In doing this, I’m committed to ensuring that NHS England plays its part in shared system leadership that is both purposeful and coherent. Where the various national bodies are more than the sum of their parts. And where, when it makes more sense for someone else to do something, we reassign responsibilities accordingly.
We’ll also be advertising and filling several important national roles at NHS England shortly, including Director of Specialised Commissioning, which with a budget of around £14 billion is one of the biggest jobs in the NHS. We’ll also be filling our vacancies for Director of Commissioning Strategy and Regional Director for the South of England, along with several other fantastic opportunities for some of the most skilled and experienced leaders in Britain!
So I’ll end where I began these remarks with the observation that if it’s the NHS’ capacity for change that is central to its future, then the quality of management and leadership has never been more important. We need leaders drawn from the clinical professions, from Third Sector organisations, from local government, from overseas, from the private sector, but we also need to nourish and invest in home-grown NHS leadership too. And wherever our leaders come from, we’re looking for people…
- who respect our history, without being a hostage to it
- who inspire for the future, while juggling in the present
- who understand both that “The devil is in the detail”, and “Where there is no vision the people perish”

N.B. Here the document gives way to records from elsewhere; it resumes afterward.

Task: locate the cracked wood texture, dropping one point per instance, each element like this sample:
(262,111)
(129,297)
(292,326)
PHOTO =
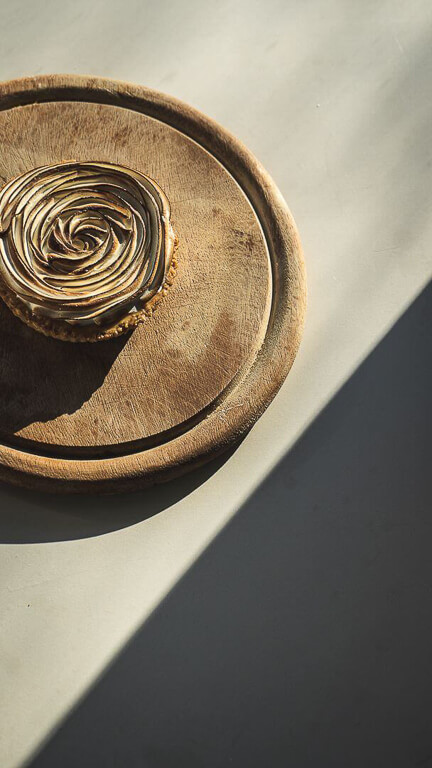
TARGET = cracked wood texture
(193,378)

- who create unconventional partnerships to generate non-obvious options
- who find win-win solutions while challenging emperors-with-no-clothes
- who lead by example, but make the unpopular call
- who blend rigorous experimentation with the courage of their convictions, and
- who think like a patient and act like a taxpayer.
That’s just my opening list. Now you know why head-hunters get migraines when I tell them who we’re after in the NHS.
To which my reply is – Yes, these are some of the toughest leadership roles in the world – but also some of the most worthwhile.
It’s a huge personal privilege to have the chance to work with you all. Thank you for all you do.